EXHIBIT 5.1

 

Eiseman Levine

Lehrhaupt & Kakoyiannis

 

A PROFESSIONAL CORPORATION

805 THIRD AVENUE

NEW YORK, NEW YORK 10022

———

TELEPHONE (212) 752-1000

FACSIMILE (212) 355-4608

 

 

 

January 6, 2023

 

Network-1 Technologies, Inc

65 Locust Avenue, Third Floor
New Canaan, Connecticut 06840

 

Re:    Securities Being Registered under Registration Statement on Form S-8

We have acted as counsel to you in connection with your filing of a Registration Statement on Form S-8 (the “Registration Statement”) pursuant to the Securities Act of 1933, as amended (the “Securities Act”), on or about the date hereof relating to an aggregate of 2,300,000 shares (the “Shares”) of common stock, $0.01 par value per share (the “Common Stock”), of Network-1 Technologies, Inc., a Delaware corporation (the “Company”), that may be issued pursuant to the Company’s 2022 Stock Incentive Plan (the “Plan”).

We have reviewed such documents and made such examination of law as we have deemed appropriate to give the opinions set forth below. We have relied, without independent verification, on certificates of public officials and, as to matters of fact material to the opinion set forth below, on certificates of officers of the Company.
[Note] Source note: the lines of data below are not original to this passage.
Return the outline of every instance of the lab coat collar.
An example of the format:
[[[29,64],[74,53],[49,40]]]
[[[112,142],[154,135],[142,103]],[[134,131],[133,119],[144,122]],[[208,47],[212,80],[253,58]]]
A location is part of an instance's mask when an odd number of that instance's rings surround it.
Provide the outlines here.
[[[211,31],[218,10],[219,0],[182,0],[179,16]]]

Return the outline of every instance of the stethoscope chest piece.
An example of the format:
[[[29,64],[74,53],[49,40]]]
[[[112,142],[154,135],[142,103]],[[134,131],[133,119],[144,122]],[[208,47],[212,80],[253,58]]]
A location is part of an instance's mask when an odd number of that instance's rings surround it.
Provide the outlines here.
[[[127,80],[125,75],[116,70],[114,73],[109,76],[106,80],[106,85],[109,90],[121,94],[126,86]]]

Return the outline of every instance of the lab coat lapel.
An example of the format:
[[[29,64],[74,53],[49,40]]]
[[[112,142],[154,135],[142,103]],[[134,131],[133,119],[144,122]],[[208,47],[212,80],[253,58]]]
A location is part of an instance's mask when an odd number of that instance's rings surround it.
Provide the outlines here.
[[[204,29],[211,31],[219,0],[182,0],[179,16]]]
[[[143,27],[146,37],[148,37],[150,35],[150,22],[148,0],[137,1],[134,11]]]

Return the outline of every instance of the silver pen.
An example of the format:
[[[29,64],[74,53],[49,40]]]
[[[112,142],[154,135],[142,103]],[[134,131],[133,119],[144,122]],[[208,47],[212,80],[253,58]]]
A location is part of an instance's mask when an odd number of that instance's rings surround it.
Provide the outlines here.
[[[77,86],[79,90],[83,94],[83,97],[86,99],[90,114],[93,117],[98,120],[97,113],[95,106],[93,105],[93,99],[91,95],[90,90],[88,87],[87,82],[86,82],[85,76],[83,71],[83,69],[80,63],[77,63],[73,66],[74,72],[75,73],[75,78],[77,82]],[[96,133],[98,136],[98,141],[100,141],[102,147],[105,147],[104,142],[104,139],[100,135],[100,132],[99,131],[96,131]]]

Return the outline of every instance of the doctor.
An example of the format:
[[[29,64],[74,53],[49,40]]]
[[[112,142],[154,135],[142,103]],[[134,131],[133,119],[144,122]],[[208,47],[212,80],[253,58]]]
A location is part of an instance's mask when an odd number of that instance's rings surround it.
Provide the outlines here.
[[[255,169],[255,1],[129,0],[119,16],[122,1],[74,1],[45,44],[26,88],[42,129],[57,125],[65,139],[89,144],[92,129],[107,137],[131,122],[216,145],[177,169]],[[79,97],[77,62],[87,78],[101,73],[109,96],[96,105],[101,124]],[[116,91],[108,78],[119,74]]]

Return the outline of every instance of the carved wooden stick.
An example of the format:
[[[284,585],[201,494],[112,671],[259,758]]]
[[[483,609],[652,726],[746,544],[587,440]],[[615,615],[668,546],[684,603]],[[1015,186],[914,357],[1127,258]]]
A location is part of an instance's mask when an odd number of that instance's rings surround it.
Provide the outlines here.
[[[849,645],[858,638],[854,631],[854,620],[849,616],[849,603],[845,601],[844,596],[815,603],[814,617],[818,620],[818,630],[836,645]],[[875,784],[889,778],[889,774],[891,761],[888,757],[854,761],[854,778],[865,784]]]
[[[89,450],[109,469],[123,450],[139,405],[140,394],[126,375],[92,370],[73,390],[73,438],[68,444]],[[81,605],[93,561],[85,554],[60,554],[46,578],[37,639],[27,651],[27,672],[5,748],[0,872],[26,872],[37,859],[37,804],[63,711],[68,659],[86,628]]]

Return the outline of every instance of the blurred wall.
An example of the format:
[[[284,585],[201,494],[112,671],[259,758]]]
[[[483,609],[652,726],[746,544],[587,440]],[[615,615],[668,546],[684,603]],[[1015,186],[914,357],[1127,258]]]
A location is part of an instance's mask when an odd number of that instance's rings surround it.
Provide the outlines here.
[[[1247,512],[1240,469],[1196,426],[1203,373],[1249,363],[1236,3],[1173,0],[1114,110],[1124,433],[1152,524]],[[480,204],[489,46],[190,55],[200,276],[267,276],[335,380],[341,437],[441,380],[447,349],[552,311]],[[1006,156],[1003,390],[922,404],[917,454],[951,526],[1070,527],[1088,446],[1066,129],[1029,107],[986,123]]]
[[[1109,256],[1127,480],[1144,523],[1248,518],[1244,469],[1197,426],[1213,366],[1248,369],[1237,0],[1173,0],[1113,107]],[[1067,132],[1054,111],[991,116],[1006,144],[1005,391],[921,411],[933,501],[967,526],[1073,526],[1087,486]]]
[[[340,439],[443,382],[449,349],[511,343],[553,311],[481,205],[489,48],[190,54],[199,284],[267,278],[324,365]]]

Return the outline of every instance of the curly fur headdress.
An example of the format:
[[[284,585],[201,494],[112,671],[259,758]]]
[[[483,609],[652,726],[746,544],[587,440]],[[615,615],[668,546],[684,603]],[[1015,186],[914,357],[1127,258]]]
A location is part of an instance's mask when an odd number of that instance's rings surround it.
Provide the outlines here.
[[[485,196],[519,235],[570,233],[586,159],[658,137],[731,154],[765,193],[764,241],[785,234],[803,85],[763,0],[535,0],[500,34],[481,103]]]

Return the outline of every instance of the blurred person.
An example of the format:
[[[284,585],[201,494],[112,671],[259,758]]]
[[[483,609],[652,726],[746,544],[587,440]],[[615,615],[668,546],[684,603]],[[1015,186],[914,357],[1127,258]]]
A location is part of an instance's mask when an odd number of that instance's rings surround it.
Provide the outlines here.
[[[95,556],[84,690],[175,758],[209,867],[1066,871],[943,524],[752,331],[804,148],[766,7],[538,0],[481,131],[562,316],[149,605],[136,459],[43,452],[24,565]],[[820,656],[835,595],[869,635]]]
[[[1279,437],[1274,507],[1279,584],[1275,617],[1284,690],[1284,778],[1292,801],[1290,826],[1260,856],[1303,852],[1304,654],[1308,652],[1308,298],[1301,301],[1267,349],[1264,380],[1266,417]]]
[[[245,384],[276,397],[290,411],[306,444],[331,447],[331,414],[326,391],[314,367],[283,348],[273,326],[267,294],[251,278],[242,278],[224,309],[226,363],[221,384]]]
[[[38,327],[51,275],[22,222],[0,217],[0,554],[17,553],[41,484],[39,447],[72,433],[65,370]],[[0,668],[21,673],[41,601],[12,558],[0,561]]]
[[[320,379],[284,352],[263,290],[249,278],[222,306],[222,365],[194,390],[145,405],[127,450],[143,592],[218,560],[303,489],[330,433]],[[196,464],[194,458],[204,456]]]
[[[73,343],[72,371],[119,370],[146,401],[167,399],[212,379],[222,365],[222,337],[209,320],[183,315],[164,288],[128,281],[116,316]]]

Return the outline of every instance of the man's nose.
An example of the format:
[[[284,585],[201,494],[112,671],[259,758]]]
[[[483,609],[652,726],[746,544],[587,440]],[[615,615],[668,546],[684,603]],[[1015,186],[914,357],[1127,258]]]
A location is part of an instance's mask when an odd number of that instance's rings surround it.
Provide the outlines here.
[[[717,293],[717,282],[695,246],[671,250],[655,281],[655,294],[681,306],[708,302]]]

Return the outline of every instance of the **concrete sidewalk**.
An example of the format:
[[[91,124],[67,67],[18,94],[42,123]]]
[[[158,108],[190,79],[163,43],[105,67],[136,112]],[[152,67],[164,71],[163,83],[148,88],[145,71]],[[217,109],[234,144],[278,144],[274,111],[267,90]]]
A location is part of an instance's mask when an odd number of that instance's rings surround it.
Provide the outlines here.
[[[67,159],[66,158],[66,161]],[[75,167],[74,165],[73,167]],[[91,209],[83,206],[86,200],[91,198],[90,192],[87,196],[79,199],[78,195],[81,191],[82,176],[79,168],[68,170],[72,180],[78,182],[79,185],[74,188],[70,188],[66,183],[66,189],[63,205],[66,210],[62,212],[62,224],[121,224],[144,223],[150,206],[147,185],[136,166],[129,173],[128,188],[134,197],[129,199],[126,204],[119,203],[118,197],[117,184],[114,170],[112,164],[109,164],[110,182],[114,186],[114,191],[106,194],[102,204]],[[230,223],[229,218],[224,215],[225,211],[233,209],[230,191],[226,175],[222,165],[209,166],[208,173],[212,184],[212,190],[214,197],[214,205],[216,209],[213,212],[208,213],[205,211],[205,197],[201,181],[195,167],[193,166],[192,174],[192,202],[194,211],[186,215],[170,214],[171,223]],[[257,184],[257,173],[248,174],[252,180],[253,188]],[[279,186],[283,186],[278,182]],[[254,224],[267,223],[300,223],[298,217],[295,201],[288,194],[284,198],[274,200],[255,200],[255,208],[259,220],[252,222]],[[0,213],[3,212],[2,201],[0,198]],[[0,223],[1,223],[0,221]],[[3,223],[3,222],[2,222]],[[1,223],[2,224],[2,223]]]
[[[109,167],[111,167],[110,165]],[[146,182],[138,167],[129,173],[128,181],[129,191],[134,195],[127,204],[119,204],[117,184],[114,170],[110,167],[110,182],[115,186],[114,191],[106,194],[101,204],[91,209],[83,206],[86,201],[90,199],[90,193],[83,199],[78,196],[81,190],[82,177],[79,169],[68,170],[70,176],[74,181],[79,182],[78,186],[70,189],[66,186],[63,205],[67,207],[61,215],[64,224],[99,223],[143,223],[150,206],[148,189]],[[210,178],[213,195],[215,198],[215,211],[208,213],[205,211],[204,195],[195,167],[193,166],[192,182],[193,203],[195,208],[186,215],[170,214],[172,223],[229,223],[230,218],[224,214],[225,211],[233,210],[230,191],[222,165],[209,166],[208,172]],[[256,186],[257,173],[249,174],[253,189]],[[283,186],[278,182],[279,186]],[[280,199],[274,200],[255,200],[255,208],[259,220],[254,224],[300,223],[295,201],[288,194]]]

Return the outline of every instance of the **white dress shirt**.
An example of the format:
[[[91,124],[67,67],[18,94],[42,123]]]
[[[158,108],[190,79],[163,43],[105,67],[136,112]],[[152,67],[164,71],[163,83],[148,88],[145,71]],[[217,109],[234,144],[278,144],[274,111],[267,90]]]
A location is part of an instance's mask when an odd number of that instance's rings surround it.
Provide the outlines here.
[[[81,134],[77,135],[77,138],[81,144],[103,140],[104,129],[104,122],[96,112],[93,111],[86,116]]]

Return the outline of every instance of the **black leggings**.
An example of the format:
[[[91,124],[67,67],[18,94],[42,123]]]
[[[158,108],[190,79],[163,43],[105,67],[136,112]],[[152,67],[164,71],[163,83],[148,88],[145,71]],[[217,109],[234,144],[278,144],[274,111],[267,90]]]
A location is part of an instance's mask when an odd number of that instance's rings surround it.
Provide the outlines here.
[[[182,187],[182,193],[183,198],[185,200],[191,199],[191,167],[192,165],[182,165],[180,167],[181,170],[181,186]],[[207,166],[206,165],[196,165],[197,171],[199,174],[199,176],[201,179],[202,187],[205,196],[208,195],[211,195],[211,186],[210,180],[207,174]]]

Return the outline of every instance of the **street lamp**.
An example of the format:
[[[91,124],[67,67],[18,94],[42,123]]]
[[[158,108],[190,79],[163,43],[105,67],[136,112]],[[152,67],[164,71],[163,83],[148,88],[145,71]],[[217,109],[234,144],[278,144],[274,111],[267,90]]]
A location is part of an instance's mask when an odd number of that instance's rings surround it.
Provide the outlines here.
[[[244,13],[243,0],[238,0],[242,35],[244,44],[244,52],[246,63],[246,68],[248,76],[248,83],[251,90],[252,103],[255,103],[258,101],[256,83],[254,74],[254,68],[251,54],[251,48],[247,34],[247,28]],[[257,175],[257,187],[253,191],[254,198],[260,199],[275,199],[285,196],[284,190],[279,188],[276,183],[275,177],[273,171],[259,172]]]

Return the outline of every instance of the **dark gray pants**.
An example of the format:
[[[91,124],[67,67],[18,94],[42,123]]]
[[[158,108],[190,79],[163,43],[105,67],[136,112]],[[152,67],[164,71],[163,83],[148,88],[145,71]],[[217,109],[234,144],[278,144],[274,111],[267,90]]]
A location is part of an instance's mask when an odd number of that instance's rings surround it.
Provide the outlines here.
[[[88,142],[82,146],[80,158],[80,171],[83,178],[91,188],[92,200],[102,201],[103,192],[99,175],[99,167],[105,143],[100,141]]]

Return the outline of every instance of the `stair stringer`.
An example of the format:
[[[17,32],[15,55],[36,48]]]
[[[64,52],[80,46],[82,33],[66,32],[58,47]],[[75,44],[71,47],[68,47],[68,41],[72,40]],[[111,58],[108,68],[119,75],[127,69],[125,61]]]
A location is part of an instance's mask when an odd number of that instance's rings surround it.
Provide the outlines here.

The opinion set forth below is limited to the Delaware General Corporation Law.

In rendering this opinion, we have assumed that (i) the Shares will be issued in accordance with the terms of the Plan and (ii) at the time of issuance of any Shares, there shall be a sufficient number of duly authorized and unissued shares of Common Stock to accommodate the issuance of the Shares.

Based on the foregoing, we are of the opinion that the Shares have been duly authorized and, upon issuance and delivery against payment therefor in accordance with the terms of the Plan, will be validly issued, fully paid and nonassessable.

We hereby consent to the inclusion of this opinion as Exhibit 5.1 to the Registration Statement. In giving our consent, we do not admit that we are in the category of persons whose consent is required under Section 7 of the Securities Act or the rules and regulations thereunder.

Very truly yours,

/s/ Eiseman Levine Lehrhaupt & Kakoyiannis, P.C.               

Eiseman Levine Lehrhaupt & Kakoyiannis, P.C.